A noise was coming from around the corridor and he snapped in that direction. It was the woman, now in a darker and more casual raiment. She clacked across the moonshine floor in sneakers. Bearing into his gaze. As their eyes locked, she stepped faster and dived into his embracing arms. They smooched passionately.

-We should kill him too, she said. Tyler twitched in his catacomb dream state and accidently kicked the baseboard that lined the hall. His drool was seeping into yesterday’s lunch.

-He admitted his feelings for you.

She tittered and crawled her lips to his ear. Then do it slowly, for my pleasure …

HEY! WHAT ARE YOU TWO DOING HERE? The beam swallowed them like a helicopter’s spotlight and loud footsteps were approaching them. It was almost as shocking to JJ as an artillery ambush. In fact the jiggling keys on the custodian’s belt was exuding the same loudness as gunfire.

They ran. Poor Mr. Julyan could’ve done the same. The girl almost slipped on the vomit, but she regained her traction. It’s no wonder because she was a professional ice-skater. She would never again perform in front of thousands of spectators. Not due to the sprained ankle she’d get from that dicey maneuver.

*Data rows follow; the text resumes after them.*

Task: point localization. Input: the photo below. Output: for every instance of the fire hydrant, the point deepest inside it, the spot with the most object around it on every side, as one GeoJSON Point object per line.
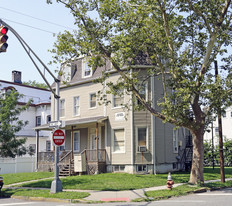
{"type": "Point", "coordinates": [170, 182]}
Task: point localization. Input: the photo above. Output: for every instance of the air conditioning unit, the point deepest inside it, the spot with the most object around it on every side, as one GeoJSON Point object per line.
{"type": "Point", "coordinates": [142, 148]}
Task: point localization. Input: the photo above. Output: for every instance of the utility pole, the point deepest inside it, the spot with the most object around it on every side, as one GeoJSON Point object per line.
{"type": "Point", "coordinates": [220, 133]}
{"type": "Point", "coordinates": [56, 184]}
{"type": "Point", "coordinates": [212, 144]}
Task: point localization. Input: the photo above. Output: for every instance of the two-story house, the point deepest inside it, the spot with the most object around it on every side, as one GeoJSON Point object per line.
{"type": "Point", "coordinates": [108, 137]}
{"type": "Point", "coordinates": [39, 111]}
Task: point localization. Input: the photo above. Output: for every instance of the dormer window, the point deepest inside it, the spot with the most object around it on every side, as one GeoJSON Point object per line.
{"type": "Point", "coordinates": [86, 69]}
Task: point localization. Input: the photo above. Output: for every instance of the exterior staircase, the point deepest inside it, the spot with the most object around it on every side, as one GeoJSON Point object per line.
{"type": "Point", "coordinates": [67, 169]}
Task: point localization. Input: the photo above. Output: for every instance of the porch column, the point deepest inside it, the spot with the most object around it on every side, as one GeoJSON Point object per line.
{"type": "Point", "coordinates": [72, 142]}
{"type": "Point", "coordinates": [97, 147]}
{"type": "Point", "coordinates": [37, 150]}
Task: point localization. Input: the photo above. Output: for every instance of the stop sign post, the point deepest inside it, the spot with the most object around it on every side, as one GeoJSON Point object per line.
{"type": "Point", "coordinates": [58, 137]}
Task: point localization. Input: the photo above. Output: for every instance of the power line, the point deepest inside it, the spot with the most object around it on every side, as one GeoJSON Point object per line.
{"type": "Point", "coordinates": [36, 18]}
{"type": "Point", "coordinates": [31, 26]}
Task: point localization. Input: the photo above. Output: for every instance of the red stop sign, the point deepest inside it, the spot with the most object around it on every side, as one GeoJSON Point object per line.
{"type": "Point", "coordinates": [58, 137]}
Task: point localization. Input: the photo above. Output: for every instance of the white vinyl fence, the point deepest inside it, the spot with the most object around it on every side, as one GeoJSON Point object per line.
{"type": "Point", "coordinates": [17, 165]}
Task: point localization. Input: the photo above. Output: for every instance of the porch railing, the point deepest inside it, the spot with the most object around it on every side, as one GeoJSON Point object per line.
{"type": "Point", "coordinates": [65, 157]}
{"type": "Point", "coordinates": [91, 155]}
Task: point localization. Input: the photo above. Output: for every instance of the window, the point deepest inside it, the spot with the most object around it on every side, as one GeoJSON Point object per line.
{"type": "Point", "coordinates": [142, 137]}
{"type": "Point", "coordinates": [119, 140]}
{"type": "Point", "coordinates": [119, 168]}
{"type": "Point", "coordinates": [223, 114]}
{"type": "Point", "coordinates": [118, 100]}
{"type": "Point", "coordinates": [62, 108]}
{"type": "Point", "coordinates": [141, 168]}
{"type": "Point", "coordinates": [87, 70]}
{"type": "Point", "coordinates": [76, 141]}
{"type": "Point", "coordinates": [76, 104]}
{"type": "Point", "coordinates": [48, 145]}
{"type": "Point", "coordinates": [38, 121]}
{"type": "Point", "coordinates": [32, 149]}
{"type": "Point", "coordinates": [142, 89]}
{"type": "Point", "coordinates": [48, 118]}
{"type": "Point", "coordinates": [175, 141]}
{"type": "Point", "coordinates": [92, 100]}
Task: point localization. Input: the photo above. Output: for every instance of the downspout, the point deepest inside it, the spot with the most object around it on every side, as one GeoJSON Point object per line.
{"type": "Point", "coordinates": [132, 127]}
{"type": "Point", "coordinates": [37, 150]}
{"type": "Point", "coordinates": [153, 123]}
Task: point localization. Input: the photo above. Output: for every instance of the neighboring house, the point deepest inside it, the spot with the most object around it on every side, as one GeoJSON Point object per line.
{"type": "Point", "coordinates": [109, 138]}
{"type": "Point", "coordinates": [212, 130]}
{"type": "Point", "coordinates": [39, 111]}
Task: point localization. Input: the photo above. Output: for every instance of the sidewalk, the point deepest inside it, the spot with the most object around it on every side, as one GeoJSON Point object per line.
{"type": "Point", "coordinates": [127, 195]}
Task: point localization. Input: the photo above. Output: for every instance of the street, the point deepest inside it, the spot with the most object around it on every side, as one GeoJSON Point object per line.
{"type": "Point", "coordinates": [215, 198]}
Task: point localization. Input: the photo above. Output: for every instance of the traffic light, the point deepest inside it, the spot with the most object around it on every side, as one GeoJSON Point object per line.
{"type": "Point", "coordinates": [3, 38]}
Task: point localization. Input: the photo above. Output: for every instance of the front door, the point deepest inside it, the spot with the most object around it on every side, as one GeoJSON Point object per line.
{"type": "Point", "coordinates": [93, 138]}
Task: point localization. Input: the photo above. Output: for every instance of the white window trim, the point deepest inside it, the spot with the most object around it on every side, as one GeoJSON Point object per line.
{"type": "Point", "coordinates": [90, 100]}
{"type": "Point", "coordinates": [177, 133]}
{"type": "Point", "coordinates": [121, 106]}
{"type": "Point", "coordinates": [76, 115]}
{"type": "Point", "coordinates": [112, 135]}
{"type": "Point", "coordinates": [78, 141]}
{"type": "Point", "coordinates": [84, 61]}
{"type": "Point", "coordinates": [60, 107]}
{"type": "Point", "coordinates": [146, 93]}
{"type": "Point", "coordinates": [147, 144]}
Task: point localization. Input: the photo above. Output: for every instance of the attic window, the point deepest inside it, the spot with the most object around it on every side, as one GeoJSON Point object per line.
{"type": "Point", "coordinates": [86, 69]}
{"type": "Point", "coordinates": [73, 70]}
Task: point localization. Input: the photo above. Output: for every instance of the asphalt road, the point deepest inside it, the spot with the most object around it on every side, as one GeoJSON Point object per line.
{"type": "Point", "coordinates": [216, 198]}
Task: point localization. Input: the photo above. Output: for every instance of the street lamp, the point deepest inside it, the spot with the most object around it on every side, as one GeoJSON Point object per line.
{"type": "Point", "coordinates": [56, 185]}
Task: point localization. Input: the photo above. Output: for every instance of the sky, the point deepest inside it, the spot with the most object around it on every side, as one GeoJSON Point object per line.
{"type": "Point", "coordinates": [36, 22]}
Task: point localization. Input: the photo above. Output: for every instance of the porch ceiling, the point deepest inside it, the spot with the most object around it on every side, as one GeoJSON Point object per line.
{"type": "Point", "coordinates": [69, 123]}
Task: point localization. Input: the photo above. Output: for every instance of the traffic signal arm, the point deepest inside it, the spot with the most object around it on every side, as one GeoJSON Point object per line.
{"type": "Point", "coordinates": [3, 38]}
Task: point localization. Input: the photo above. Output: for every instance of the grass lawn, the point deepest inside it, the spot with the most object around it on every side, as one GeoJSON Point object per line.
{"type": "Point", "coordinates": [123, 181]}
{"type": "Point", "coordinates": [177, 191]}
{"type": "Point", "coordinates": [21, 177]}
{"type": "Point", "coordinates": [44, 194]}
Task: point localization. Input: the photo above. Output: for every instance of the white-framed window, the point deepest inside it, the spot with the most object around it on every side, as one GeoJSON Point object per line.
{"type": "Point", "coordinates": [224, 114]}
{"type": "Point", "coordinates": [62, 108]}
{"type": "Point", "coordinates": [119, 140]}
{"type": "Point", "coordinates": [119, 168]}
{"type": "Point", "coordinates": [175, 141]}
{"type": "Point", "coordinates": [141, 168]}
{"type": "Point", "coordinates": [38, 120]}
{"type": "Point", "coordinates": [76, 141]}
{"type": "Point", "coordinates": [92, 100]}
{"type": "Point", "coordinates": [76, 106]}
{"type": "Point", "coordinates": [48, 118]}
{"type": "Point", "coordinates": [143, 91]}
{"type": "Point", "coordinates": [86, 69]}
{"type": "Point", "coordinates": [142, 138]}
{"type": "Point", "coordinates": [48, 145]}
{"type": "Point", "coordinates": [118, 100]}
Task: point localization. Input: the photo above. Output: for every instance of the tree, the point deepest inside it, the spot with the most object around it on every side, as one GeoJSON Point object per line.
{"type": "Point", "coordinates": [36, 84]}
{"type": "Point", "coordinates": [10, 146]}
{"type": "Point", "coordinates": [181, 39]}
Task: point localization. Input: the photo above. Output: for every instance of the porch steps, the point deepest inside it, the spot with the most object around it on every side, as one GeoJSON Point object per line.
{"type": "Point", "coordinates": [67, 170]}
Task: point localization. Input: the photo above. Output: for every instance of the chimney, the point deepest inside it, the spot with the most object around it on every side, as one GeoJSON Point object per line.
{"type": "Point", "coordinates": [16, 77]}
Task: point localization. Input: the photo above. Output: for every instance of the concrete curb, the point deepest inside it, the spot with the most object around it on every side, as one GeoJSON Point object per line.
{"type": "Point", "coordinates": [41, 199]}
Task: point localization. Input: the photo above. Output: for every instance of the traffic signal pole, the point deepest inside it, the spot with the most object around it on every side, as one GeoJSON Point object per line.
{"type": "Point", "coordinates": [56, 185]}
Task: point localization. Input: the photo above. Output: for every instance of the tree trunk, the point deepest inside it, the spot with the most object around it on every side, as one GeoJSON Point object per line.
{"type": "Point", "coordinates": [196, 175]}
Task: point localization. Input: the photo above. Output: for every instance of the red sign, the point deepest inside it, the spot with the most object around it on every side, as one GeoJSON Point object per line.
{"type": "Point", "coordinates": [58, 137]}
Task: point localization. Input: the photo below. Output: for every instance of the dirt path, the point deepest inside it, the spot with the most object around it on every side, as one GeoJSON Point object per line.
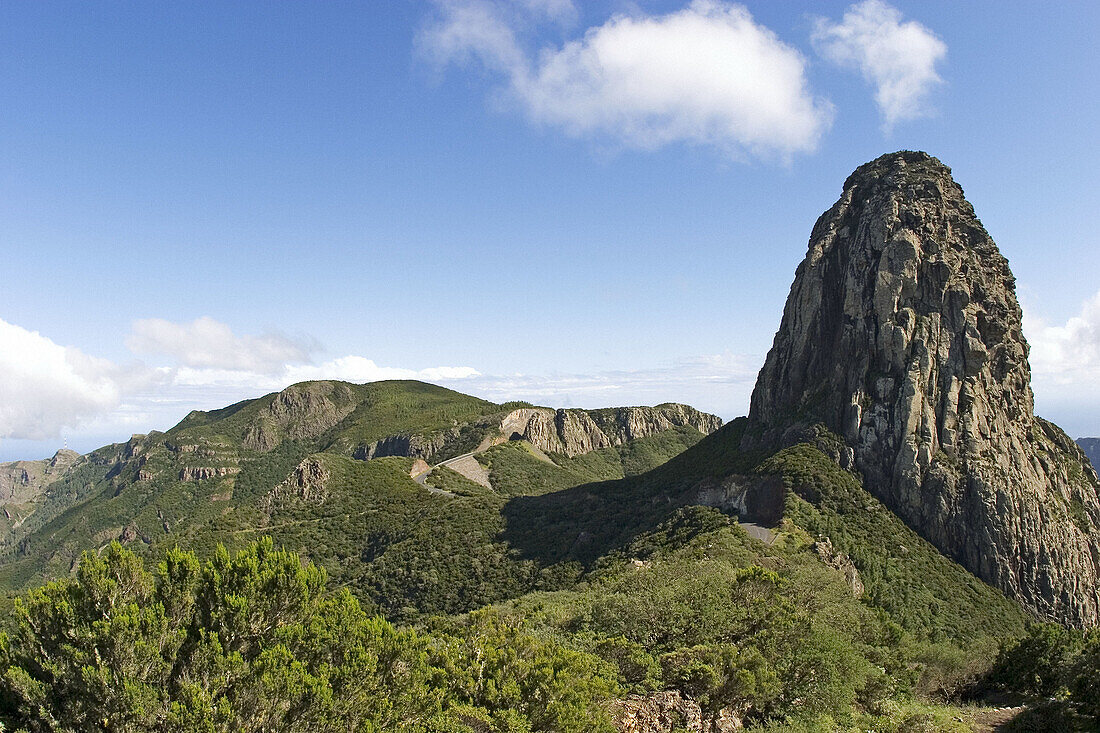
{"type": "Point", "coordinates": [757, 532]}
{"type": "Point", "coordinates": [994, 719]}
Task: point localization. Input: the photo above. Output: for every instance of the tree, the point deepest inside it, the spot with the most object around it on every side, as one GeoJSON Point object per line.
{"type": "Point", "coordinates": [249, 642]}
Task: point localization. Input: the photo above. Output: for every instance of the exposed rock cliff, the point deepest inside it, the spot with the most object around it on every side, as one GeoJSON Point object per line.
{"type": "Point", "coordinates": [308, 482]}
{"type": "Point", "coordinates": [24, 481]}
{"type": "Point", "coordinates": [902, 335]}
{"type": "Point", "coordinates": [299, 412]}
{"type": "Point", "coordinates": [576, 431]}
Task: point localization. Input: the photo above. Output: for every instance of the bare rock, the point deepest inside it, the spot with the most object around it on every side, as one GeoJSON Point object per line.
{"type": "Point", "coordinates": [902, 335]}
{"type": "Point", "coordinates": [298, 413]}
{"type": "Point", "coordinates": [579, 431]}
{"type": "Point", "coordinates": [308, 481]}
{"type": "Point", "coordinates": [840, 562]}
{"type": "Point", "coordinates": [204, 472]}
{"type": "Point", "coordinates": [668, 711]}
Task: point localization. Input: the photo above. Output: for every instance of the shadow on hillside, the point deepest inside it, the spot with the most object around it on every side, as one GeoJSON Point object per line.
{"type": "Point", "coordinates": [586, 522]}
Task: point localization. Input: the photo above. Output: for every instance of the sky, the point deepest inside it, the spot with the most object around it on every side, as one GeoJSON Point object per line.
{"type": "Point", "coordinates": [573, 204]}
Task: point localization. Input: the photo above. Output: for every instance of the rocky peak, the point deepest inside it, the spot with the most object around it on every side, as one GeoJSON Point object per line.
{"type": "Point", "coordinates": [902, 335]}
{"type": "Point", "coordinates": [578, 431]}
{"type": "Point", "coordinates": [299, 412]}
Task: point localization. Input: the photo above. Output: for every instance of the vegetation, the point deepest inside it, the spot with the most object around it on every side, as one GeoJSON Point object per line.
{"type": "Point", "coordinates": [253, 643]}
{"type": "Point", "coordinates": [530, 605]}
{"type": "Point", "coordinates": [1058, 666]}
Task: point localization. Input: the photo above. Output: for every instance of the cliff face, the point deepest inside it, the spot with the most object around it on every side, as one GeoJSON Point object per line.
{"type": "Point", "coordinates": [578, 431]}
{"type": "Point", "coordinates": [902, 334]}
{"type": "Point", "coordinates": [299, 412]}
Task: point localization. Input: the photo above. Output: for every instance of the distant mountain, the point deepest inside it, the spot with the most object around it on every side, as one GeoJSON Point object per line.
{"type": "Point", "coordinates": [851, 553]}
{"type": "Point", "coordinates": [902, 335]}
{"type": "Point", "coordinates": [351, 474]}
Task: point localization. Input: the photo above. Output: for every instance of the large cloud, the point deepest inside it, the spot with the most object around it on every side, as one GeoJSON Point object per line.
{"type": "Point", "coordinates": [45, 387]}
{"type": "Point", "coordinates": [1067, 354]}
{"type": "Point", "coordinates": [707, 74]}
{"type": "Point", "coordinates": [899, 58]}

The custodian was a curmudgeon who jogged arthritically and didn’t waste his time in pursuit of nosy kids. They were gone, so fast. So fast. He wheezed, hands on his kneecaps, and then continued to where Tyler remained in his sleep. This one would be easy.

-HEY. Wake up pal. You’re trespassing on school territory. He flashed the boy with strong illumination and waved it at him to recreate the illusion of straddling daylight.

Tyler woke and blinked lazily. Breaking through with walleyed vision. He stayed mute and he pointed with a quivering arm to the infamous lab. The old fart in his ballcap lethargically glanced at the door, seeing nothing through the glass panel except a darkling paradigm, and he turned to Tyler and asked about the room. Why it was spooky. Tyler didn’t talk. He just pointed at the door, mindlessly, as if his life depended on it. And he was right. As the world would soon be informed, the custodian walked to the entrance and pushed his only protection out of the way.